When Yoshihide saw who was sitting in the carriage, he almost lost his mind, and his daughter was sitting in the carriage. Here Yoshihide wanted to rush to the carriage, but then his creative side got the better of his life, and he, crossing his arms, looked at how his daughter wriggled in agony, with a radiance of selfless delight. At the same time, all who were present at this spectacle were trembling with fear, and His Lordship, with a distorted face, pale, with foam on his lips, clutched his knees with both hands and gasped for breath.
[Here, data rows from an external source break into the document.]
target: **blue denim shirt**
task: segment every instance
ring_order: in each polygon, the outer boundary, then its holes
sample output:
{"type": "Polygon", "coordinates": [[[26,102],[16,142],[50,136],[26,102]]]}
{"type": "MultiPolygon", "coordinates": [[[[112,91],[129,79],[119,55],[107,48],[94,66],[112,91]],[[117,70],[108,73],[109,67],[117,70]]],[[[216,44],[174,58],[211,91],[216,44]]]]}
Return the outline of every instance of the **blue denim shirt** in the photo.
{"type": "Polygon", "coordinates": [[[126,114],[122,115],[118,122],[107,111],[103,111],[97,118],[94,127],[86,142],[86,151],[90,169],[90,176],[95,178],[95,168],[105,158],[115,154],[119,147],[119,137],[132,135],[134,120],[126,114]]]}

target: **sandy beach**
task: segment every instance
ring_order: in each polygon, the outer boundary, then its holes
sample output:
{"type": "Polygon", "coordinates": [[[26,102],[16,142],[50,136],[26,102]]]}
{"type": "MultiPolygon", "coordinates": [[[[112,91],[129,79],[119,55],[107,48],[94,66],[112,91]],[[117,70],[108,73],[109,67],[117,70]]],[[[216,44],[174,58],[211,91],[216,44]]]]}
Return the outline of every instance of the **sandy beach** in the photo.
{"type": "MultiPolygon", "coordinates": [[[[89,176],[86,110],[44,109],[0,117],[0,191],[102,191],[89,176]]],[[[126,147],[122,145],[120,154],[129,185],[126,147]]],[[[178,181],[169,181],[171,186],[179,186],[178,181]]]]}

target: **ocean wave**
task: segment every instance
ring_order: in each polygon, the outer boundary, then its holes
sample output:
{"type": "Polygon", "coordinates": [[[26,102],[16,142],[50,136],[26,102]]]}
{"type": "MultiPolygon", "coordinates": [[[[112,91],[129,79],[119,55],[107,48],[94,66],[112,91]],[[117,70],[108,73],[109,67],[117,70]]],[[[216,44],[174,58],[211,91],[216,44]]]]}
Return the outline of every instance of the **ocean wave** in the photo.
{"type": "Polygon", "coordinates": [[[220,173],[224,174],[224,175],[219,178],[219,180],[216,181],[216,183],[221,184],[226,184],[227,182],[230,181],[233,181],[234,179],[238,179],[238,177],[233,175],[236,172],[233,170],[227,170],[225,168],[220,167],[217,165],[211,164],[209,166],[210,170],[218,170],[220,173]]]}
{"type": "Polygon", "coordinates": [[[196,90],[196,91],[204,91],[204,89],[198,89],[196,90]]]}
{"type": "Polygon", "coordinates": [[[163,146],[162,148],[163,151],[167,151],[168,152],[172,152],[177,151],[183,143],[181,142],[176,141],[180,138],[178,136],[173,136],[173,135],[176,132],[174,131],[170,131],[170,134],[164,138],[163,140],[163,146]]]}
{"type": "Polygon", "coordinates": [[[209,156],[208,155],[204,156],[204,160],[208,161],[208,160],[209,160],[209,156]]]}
Only then did he realize what he had done. The thing is that the rumors were not false, and His Lordship really loved Yoshihide's daughter, and when she rejected him, he decided to kill her in a fit of anger.
After the event of that night, the artist completed his painting. This screen with the torments of hell was stucco, but in order to depict these torments, he himself had to go through them. But when he finished painting the picture, he hung himself from a beam in his room.
He had no more reason to live. The only person he loved died, and partly through his fault. And in the end, Yoshihide failed the test.
Yoshihide was so obsessed with creativity that all life values faded into the background. And while he was creating, he lived without noticing anything around. As soon as the work was over, the veil fell from his eyes and he realized what had happened.